Ouvrir (légalement) un compte en Suisse

Évasions fiscales, blanchiments d’argents, fonds non déclarés… nombreuses sont les affaires qui éclaboussent les personnalités françaises clientes de banques suisses. Pourtant, il est tout à fait légal d’ouvrir un compte de l’autre côté des Alpes, pour peu que les sommes transférées soient déclarées.

Une pratique autorisée par l’Union Européenne

Depuis l’abolition du contrôle des changes en 1989, tout ressortissant de l’Union européenne peut librement disposer d’un compte bancaire à l’étranger et y transférer des fonds. En revanche, ne pas déclarer ces sommes reste une pratique totalement illégale. On retrouve cette indication à l’article 1649-A du Code général des impôts (CGI) : les contribuables sont tenus de déclarer sur leur feuille d’imposition « les références des comptes ouverts, utilisés ou clos à l’étranger ».

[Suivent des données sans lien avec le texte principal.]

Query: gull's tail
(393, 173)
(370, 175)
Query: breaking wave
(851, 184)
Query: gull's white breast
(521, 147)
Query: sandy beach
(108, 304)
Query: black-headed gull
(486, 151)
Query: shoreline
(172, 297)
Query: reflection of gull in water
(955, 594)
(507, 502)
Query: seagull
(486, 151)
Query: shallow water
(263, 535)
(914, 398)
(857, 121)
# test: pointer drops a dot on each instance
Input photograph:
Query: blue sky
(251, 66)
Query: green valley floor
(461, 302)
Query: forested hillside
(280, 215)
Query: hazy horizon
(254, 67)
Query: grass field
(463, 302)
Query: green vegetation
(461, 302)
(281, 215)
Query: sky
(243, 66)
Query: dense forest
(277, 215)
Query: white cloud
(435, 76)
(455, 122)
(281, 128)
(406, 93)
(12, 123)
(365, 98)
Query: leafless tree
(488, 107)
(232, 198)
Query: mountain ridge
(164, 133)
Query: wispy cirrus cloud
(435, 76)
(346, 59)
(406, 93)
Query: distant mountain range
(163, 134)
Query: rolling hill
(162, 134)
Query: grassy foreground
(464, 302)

En cas de défaut de déclaration de comptes bancaires à l’étranger, trois sanctions sévères sont prévues :

  • 1 500 € à 10 000 € d’amende pour chaque compte non déclaré, voire 5 % du solde s’il est supérieur à 50 000 € (article 1736-IV du CGI) ;
  • En cas de revenus perçus sur un compte non déclaré, le montant imposable est majoré de 40 % (article 1758 du CGI) ;
  • 15 € d’amende par chaque omission ou inexactitude dans la déclaration des comptes (article 1788-A du CGI).

 Gérer et déclarer un compte suisse

Il n’est pas nécessaire de se rendre en Suisse pour gérer son compte bancaire : la plupart des banques offrent la possibilité de réaliser les opérations les plus courantes à distance. Toutefois, des contrôles plus soutenus peuvent être effectués, notamment lors de l’ouverture du compte. Les documents suivants sont fréquemment exigés :

  • Une pièce d’identité ;
  • Un justificatif de domicile datant de moins de 3 mois ;
  • Des preuves de l’origine des fonds déposés (le contrat de vente d’un bien immobilier par exemple).

Astuce Malynx !

La plupart des banques suisses exigent par ailleurs le maintien permanent d’un solde minimum sur le compte, sous peine de fermeture. Il est donc nécessaire de verser a minima l’équivalent de ce solde lors de l’ouverture du compte.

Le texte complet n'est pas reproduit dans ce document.